Inside the Journal, readers found sensational matter. The gist of three main charges:
The case oj Lucy D. Slowe: While Miss Slowe, dean of women for 15 years, lay on her deathbed, President Johnson sent a message announcing his intention to appoint her successor within 24 hours.
The case of the misused PWA money: Because of irregularities in the expenditure of PWA money for college buildings, the university had to return $32,000 to the U. S. Government. Particularly pointed were alumni references to the mystery of the "missing" lumber, $545 worth of PWA wood which President Johnson was accused of having spirited away at dead of night.

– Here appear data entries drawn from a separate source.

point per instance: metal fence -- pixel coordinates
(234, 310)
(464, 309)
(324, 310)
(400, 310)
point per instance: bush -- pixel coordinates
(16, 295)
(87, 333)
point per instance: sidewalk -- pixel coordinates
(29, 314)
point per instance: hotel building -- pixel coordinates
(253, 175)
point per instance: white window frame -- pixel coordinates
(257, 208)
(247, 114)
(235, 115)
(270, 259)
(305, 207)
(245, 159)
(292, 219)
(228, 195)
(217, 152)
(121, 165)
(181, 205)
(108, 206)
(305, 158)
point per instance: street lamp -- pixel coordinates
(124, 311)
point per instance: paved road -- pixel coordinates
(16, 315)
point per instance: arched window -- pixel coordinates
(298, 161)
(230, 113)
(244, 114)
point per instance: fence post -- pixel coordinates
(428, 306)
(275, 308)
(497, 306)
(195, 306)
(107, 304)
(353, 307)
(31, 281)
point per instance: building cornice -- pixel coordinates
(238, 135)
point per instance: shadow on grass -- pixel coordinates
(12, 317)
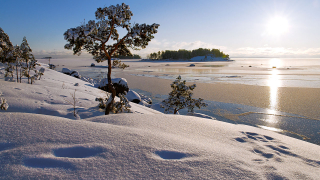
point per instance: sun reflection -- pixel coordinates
(274, 83)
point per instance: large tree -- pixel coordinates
(101, 38)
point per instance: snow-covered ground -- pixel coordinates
(41, 139)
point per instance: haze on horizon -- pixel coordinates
(282, 28)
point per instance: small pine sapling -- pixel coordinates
(122, 105)
(118, 64)
(181, 97)
(3, 104)
(73, 102)
(41, 72)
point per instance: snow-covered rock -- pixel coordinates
(75, 74)
(66, 71)
(120, 85)
(133, 96)
(71, 73)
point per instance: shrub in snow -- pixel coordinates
(9, 71)
(75, 74)
(120, 85)
(117, 107)
(73, 102)
(38, 74)
(66, 71)
(94, 37)
(3, 104)
(29, 61)
(181, 97)
(122, 105)
(133, 97)
(5, 46)
(118, 64)
(52, 66)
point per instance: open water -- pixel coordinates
(273, 72)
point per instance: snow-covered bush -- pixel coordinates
(5, 46)
(29, 61)
(3, 104)
(181, 97)
(101, 38)
(118, 64)
(118, 107)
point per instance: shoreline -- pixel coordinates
(303, 101)
(296, 100)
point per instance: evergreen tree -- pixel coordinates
(29, 61)
(181, 97)
(5, 46)
(94, 36)
(15, 56)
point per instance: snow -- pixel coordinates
(41, 139)
(208, 58)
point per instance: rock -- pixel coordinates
(133, 97)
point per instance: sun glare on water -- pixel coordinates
(277, 25)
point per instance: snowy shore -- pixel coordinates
(41, 139)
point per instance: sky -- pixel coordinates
(246, 28)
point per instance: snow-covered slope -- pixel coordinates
(40, 139)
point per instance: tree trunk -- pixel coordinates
(111, 88)
(20, 74)
(17, 73)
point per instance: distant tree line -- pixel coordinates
(134, 56)
(186, 54)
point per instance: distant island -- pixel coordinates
(201, 54)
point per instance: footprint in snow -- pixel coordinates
(78, 152)
(5, 146)
(170, 155)
(271, 148)
(47, 163)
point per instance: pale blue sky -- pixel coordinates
(237, 27)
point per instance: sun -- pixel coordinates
(277, 25)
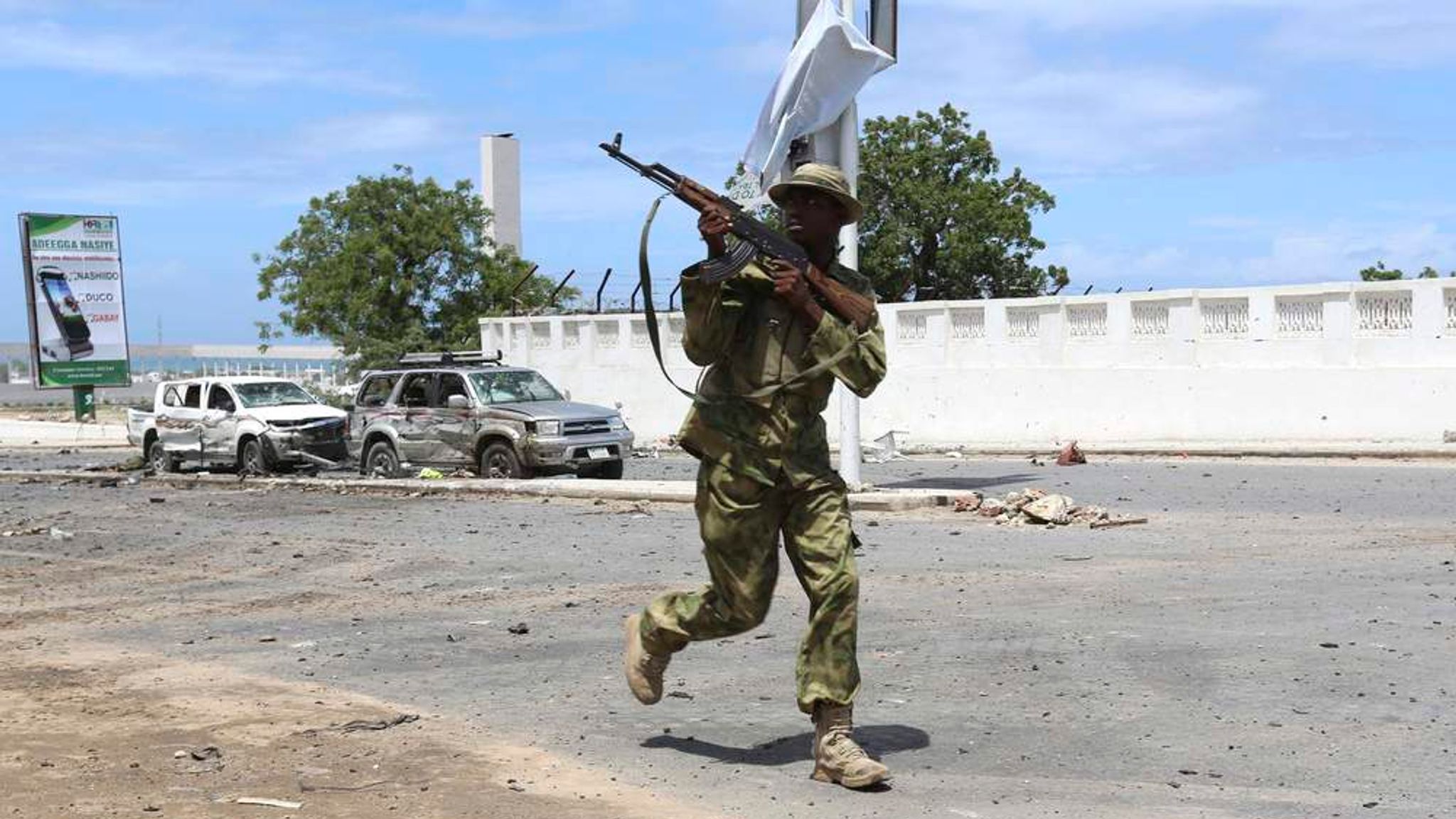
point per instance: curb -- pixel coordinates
(655, 491)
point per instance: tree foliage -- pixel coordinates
(1379, 273)
(939, 220)
(389, 266)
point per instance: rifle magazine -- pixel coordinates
(730, 264)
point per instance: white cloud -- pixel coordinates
(390, 132)
(503, 19)
(1057, 115)
(1334, 252)
(1385, 33)
(173, 54)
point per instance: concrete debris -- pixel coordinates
(1051, 509)
(268, 802)
(1071, 455)
(378, 724)
(1118, 522)
(1040, 508)
(23, 532)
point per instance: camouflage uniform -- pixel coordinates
(765, 470)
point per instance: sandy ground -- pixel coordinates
(1276, 643)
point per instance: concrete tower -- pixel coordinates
(501, 188)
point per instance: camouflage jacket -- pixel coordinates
(750, 344)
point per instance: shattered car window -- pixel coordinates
(513, 387)
(273, 394)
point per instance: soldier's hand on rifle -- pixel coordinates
(714, 223)
(793, 286)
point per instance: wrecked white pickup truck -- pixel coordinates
(251, 424)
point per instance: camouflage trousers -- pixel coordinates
(740, 522)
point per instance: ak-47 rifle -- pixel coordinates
(756, 240)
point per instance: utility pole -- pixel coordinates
(839, 144)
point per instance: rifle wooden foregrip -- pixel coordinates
(843, 302)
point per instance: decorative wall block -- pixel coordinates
(1022, 323)
(609, 336)
(911, 328)
(1383, 314)
(1150, 319)
(1226, 318)
(1086, 321)
(967, 324)
(1300, 316)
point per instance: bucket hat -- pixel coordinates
(825, 178)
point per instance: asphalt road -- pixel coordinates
(1278, 641)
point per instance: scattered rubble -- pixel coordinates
(1040, 508)
(268, 802)
(1071, 455)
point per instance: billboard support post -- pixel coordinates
(83, 398)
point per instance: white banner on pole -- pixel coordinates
(829, 65)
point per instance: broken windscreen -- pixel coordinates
(513, 387)
(273, 394)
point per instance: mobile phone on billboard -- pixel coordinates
(66, 311)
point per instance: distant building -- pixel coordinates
(501, 188)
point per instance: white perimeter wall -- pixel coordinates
(1322, 365)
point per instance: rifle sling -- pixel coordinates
(657, 341)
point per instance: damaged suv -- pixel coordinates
(254, 424)
(468, 410)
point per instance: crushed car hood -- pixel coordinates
(562, 410)
(294, 413)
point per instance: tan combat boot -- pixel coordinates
(644, 669)
(837, 758)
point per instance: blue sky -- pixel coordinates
(1190, 143)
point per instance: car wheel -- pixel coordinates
(611, 471)
(251, 461)
(159, 459)
(380, 461)
(498, 461)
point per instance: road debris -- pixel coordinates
(376, 724)
(1118, 522)
(1051, 509)
(968, 503)
(1071, 455)
(1039, 508)
(267, 802)
(23, 532)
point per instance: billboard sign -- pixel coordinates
(75, 301)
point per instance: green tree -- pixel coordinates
(939, 220)
(1381, 273)
(392, 264)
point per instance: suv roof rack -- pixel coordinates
(447, 358)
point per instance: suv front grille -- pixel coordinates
(586, 427)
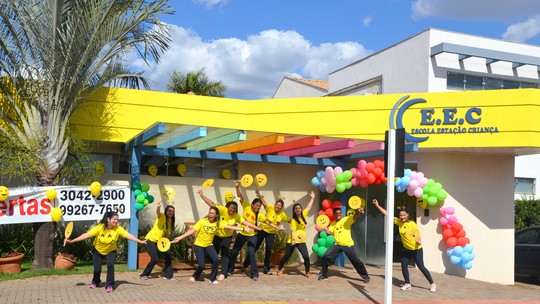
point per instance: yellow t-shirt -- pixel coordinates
(205, 232)
(159, 230)
(275, 218)
(226, 219)
(105, 239)
(295, 226)
(249, 216)
(342, 231)
(409, 242)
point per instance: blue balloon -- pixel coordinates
(458, 251)
(455, 260)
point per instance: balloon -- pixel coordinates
(330, 240)
(56, 214)
(51, 194)
(95, 188)
(451, 242)
(321, 251)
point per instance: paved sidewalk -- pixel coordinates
(343, 286)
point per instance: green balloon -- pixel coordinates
(432, 200)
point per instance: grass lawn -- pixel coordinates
(82, 267)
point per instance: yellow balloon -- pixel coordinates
(95, 188)
(164, 244)
(152, 170)
(56, 214)
(323, 220)
(261, 179)
(246, 180)
(226, 173)
(182, 169)
(4, 193)
(51, 194)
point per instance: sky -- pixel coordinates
(250, 45)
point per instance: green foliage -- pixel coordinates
(527, 214)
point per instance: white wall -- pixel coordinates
(480, 188)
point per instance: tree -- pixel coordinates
(54, 54)
(197, 83)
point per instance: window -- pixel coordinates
(524, 185)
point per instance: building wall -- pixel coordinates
(484, 206)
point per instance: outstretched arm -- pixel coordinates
(238, 192)
(208, 201)
(381, 209)
(310, 204)
(177, 239)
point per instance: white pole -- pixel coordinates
(389, 222)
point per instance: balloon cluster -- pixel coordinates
(142, 198)
(460, 251)
(368, 173)
(416, 184)
(324, 242)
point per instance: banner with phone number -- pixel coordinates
(31, 205)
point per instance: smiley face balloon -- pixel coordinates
(261, 179)
(4, 193)
(152, 170)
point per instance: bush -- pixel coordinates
(527, 214)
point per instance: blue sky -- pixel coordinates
(252, 44)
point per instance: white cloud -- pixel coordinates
(478, 9)
(522, 31)
(211, 3)
(251, 68)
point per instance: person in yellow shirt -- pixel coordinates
(298, 223)
(412, 247)
(105, 235)
(250, 218)
(206, 229)
(275, 215)
(223, 238)
(163, 226)
(341, 230)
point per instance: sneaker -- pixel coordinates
(406, 286)
(366, 278)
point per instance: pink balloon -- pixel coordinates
(443, 221)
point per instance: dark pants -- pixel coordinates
(333, 252)
(268, 238)
(418, 256)
(222, 245)
(200, 254)
(238, 244)
(152, 250)
(97, 260)
(303, 251)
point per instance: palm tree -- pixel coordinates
(196, 83)
(53, 55)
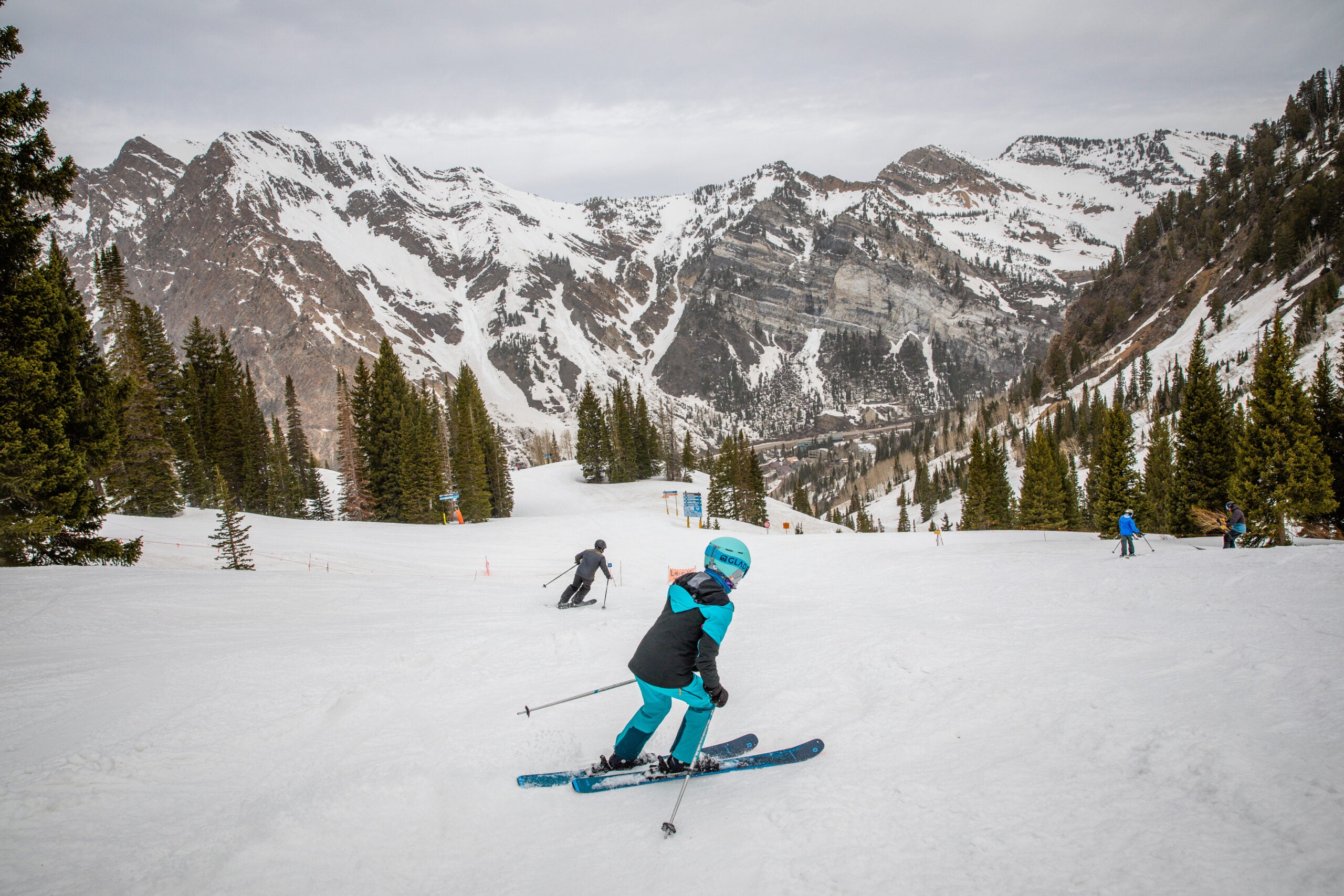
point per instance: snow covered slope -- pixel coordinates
(1000, 715)
(729, 300)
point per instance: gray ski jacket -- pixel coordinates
(589, 563)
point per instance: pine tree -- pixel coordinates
(687, 455)
(491, 437)
(1206, 455)
(301, 457)
(389, 394)
(355, 501)
(469, 462)
(1328, 410)
(800, 499)
(721, 479)
(671, 450)
(284, 495)
(1283, 471)
(1043, 504)
(644, 437)
(588, 449)
(1160, 498)
(988, 498)
(1113, 484)
(143, 479)
(421, 461)
(622, 467)
(200, 375)
(57, 406)
(230, 537)
(753, 504)
(256, 444)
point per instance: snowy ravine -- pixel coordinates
(1009, 714)
(307, 253)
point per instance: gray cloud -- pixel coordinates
(572, 100)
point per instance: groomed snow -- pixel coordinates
(1002, 715)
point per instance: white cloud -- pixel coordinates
(581, 99)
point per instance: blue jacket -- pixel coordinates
(686, 637)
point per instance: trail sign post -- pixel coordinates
(691, 507)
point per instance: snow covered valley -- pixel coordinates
(1009, 714)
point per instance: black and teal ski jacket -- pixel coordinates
(589, 562)
(686, 637)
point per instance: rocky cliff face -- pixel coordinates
(761, 301)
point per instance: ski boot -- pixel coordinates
(674, 766)
(605, 765)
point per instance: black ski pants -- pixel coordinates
(577, 590)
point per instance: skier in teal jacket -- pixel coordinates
(1128, 530)
(678, 660)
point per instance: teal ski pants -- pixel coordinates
(658, 703)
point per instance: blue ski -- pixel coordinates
(593, 785)
(729, 749)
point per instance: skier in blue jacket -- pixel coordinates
(678, 660)
(1128, 530)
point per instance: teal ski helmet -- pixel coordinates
(729, 558)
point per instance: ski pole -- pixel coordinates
(527, 711)
(668, 828)
(561, 574)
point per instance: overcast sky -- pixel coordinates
(598, 97)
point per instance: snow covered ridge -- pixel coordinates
(308, 253)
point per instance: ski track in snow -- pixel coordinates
(1002, 715)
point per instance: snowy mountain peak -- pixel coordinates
(728, 301)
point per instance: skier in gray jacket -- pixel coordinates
(588, 562)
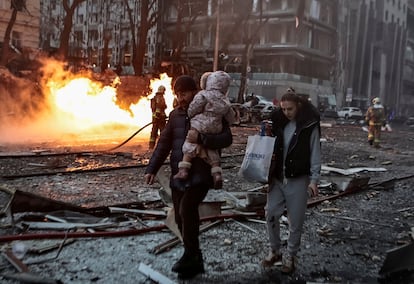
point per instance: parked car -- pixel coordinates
(329, 113)
(350, 112)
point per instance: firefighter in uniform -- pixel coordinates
(159, 117)
(375, 118)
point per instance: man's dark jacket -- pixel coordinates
(171, 141)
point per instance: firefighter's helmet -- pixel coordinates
(161, 89)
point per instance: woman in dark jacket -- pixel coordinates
(294, 173)
(186, 194)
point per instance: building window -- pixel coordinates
(17, 39)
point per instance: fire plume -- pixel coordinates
(79, 108)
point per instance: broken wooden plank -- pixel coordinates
(154, 275)
(351, 171)
(398, 259)
(17, 263)
(27, 277)
(138, 211)
(175, 241)
(25, 201)
(66, 226)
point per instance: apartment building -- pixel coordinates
(25, 33)
(100, 28)
(265, 34)
(371, 51)
(406, 101)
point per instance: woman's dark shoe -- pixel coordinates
(189, 265)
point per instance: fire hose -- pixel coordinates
(132, 136)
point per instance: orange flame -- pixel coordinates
(81, 109)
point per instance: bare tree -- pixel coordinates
(17, 5)
(63, 50)
(250, 29)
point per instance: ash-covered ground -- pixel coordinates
(345, 239)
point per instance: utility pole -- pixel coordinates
(216, 46)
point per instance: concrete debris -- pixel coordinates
(154, 275)
(398, 260)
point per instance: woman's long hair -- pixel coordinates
(306, 110)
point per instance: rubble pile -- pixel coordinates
(86, 216)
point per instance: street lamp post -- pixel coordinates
(107, 38)
(216, 46)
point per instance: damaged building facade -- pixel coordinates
(337, 52)
(24, 35)
(372, 45)
(276, 43)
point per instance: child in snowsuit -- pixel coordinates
(207, 111)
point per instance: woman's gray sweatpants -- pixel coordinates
(291, 194)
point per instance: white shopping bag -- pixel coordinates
(257, 159)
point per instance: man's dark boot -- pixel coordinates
(189, 265)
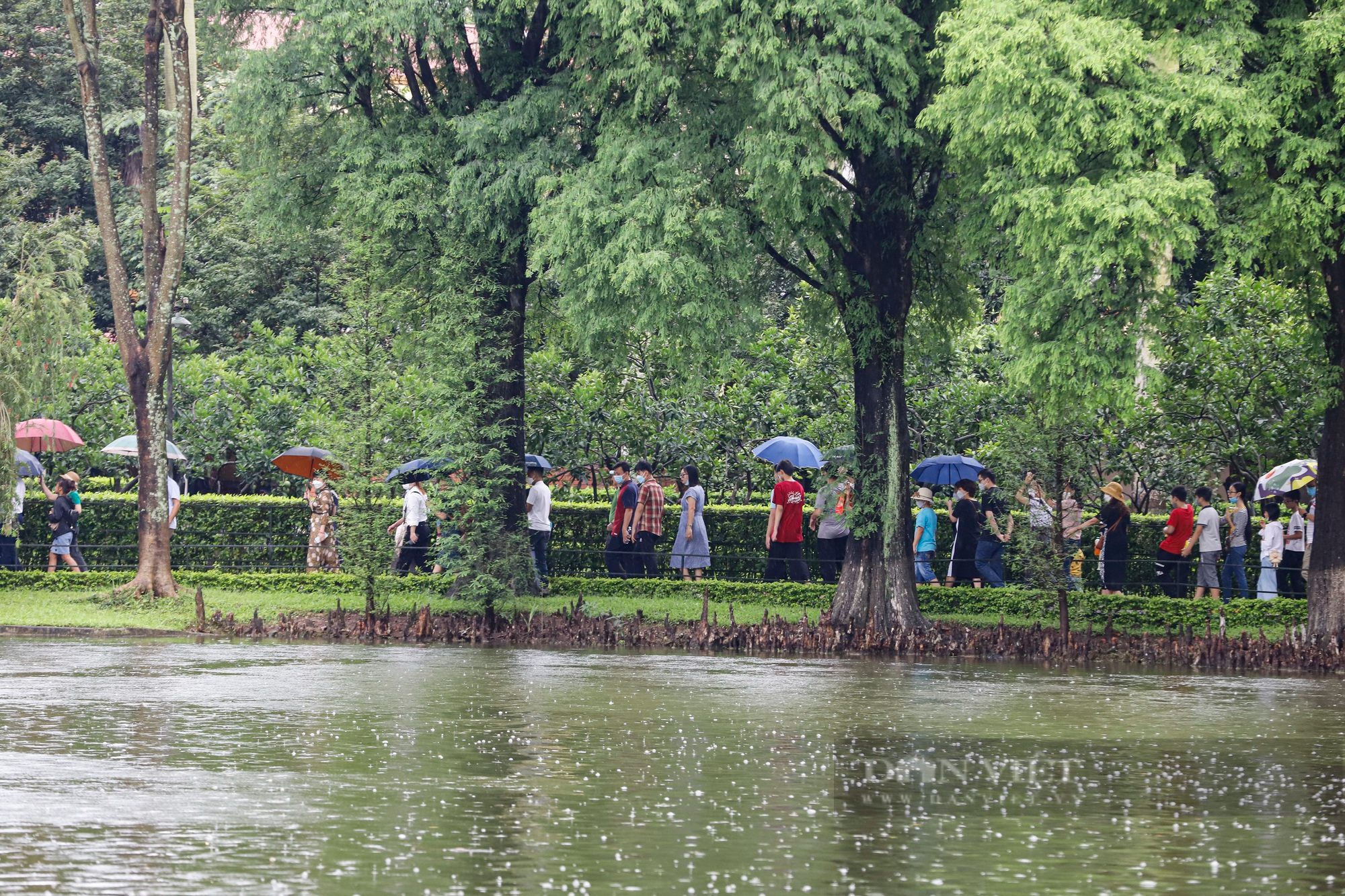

The case of the seduced wife: For refusing to withdraw charges that a Howard University professor had seduced his young wife, a laboratory assistant, Robert Thompson, was fired.
Last week, while the university's trustees investigated the charges, President Johnson sniffed. He declared that the General Alumni Association includes only 253 of the 8,000 living Howard alumni, that it employs tactics "almost equivalent to gangsterism." His answer to the charges: 1) He had asked Dean Slowe to suggest an acting dean, sent her a note hoping she would soon be back; 2) Secretary of the Interior Harold Ickes had found "no implication of dishonesty" in the handling of PWA money or PWA lumber; 3) Laboratory Assistant Thompson had failed to produce evidence of a seduction.
A onetime Baptist minister, Mordecai Johnson has degrees from Harvard and University of Chicago. He has raised $5,000,000 for expansion of Howard, which today has 2,108 men and women students in nine graduate and undergraduate branches, gets most of its money for operating expenses from the U. S. Government. Abuse from disgruntled alumni has been the hairshirt of Howard University presidents, even of its first president, O. O. Howard, who was investigated by a Congressional committee and exonerated. All of it is due, President Johnson insists, to the hope of Negro intellectuals close to the Government that they may get jobs if there is a shakeup in the university.